Computerized Redistricting
With computer software, gerrymandering in the twenty-first century has become highly sophisticated. Redistricters can now incorporate a variety of information—party registration, voting patterns, and ethnic makeup—from a variety of sources, including census data, property tax records, and old district lines. This information allows them to produce a number of potential scenarios in an instant. Contemporary gerrymandering techniques are called "packing" (concentrating a group of voters in the fewest number of districts); "cracking" (spreading a group of voters across districts); and "kidnapping" (remapping so that two incumbents from the same party are now located in the same district and vying for the same seat). Gerrymandering in the past was essentially self-correcting; by attempting to control as many districts as possible, parties risked losing, should a small percentage of voters shift allegiances. Contemporary software, however, has become so sophisticated, and politics have become so partisan, that the idea of self-correction is no longer applicable. As a result, few seats in the House of Representatives are now competitive, with incumbents enjoying a locked-in advantage that is almost impossible to overcome.
Challenges to Electoral Districting
Redistricting has become a major source of contention between Republicans and Democrats since the 2000 census. One notorious case took place in Texas. Texas lawmakers were unable to agree on new congressional districts because the Republicans controlled the state senate and the Democrats controlled the state house of representatives. A compromise plan was forced on the parties by a panel of federal judges, essentially leaving the current partisan balance in place. After Republicans took control of the state house in 2002, however, they sought to reopen the redistricting question, breaking an unwritten rule that remapping was to be a matter dealt with once every ten years to avoid incessant wrangling on the subject. To resist, Democrats in both the state house and senate fled to Oklahoma and New Mexico to prevent the creation of a quorum (the minimum number of representatives present to conduct business) and thwart the ability of the Republicans to push through their redistricting plan.
In the end, the Democrats gave in and the congressional districts were redrawn, with the potential that the Republicans would pick up seven seats in the 2004 elections. Staff lawyers in the Justice Department approved the plan, even though lawyers for the department had concluded that the redistricting plan undercut minority voting rights. In fact, Republicans won twenty-one of Texas's thirty-two seats in the House of Representatives in 2004, up from fifteen. The Supreme Court announced on December 12, 2005, that it would consider the constitutionality of the redistricted congressional map.
A redistricting effort in Pennsylvania also drew a great deal of attention, and the Supreme Court's upholding of the resulting congressional map in Vieth v. Jubelirer (541 US 267) provides some indication of how the Court might rule in the Texas case. After losing two seats in Congress because of a drop in population, Pennsylvania redrew its districts, a process that the Republican majority in the General Assembly openly sought to benefit their party through the latest techniques in gerrymandering. Some of the unusually shaped districts that resulted were called the "supine seahorse" and the "upside-down Chinese dragon." Even though a Democrat won the governor's race in Pennsylvania in 2002, Republicans took twelve of the nineteen House seats.

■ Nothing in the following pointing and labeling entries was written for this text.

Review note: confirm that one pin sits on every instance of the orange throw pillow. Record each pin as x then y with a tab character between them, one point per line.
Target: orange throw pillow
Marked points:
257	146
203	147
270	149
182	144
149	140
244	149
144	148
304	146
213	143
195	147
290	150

Vieth v. Jubelirer contended that Republicans went too far in their efforts to favor their own party in redrawing congressional lines. However, the Supreme Court upheld the Pennsylvania map in a 5-4 decision in May 2004. Justice Antonin Scalia and others of the majority opinion maintained that it was the responsibility of Congress and not the Court to define fair districting practices. Justice John Paul Stevens, a minority opinion holder, characterized the decision as "a failure of judicial will to condemn even the most blatant violations of a state legislature's fundamental duty to govern impartially."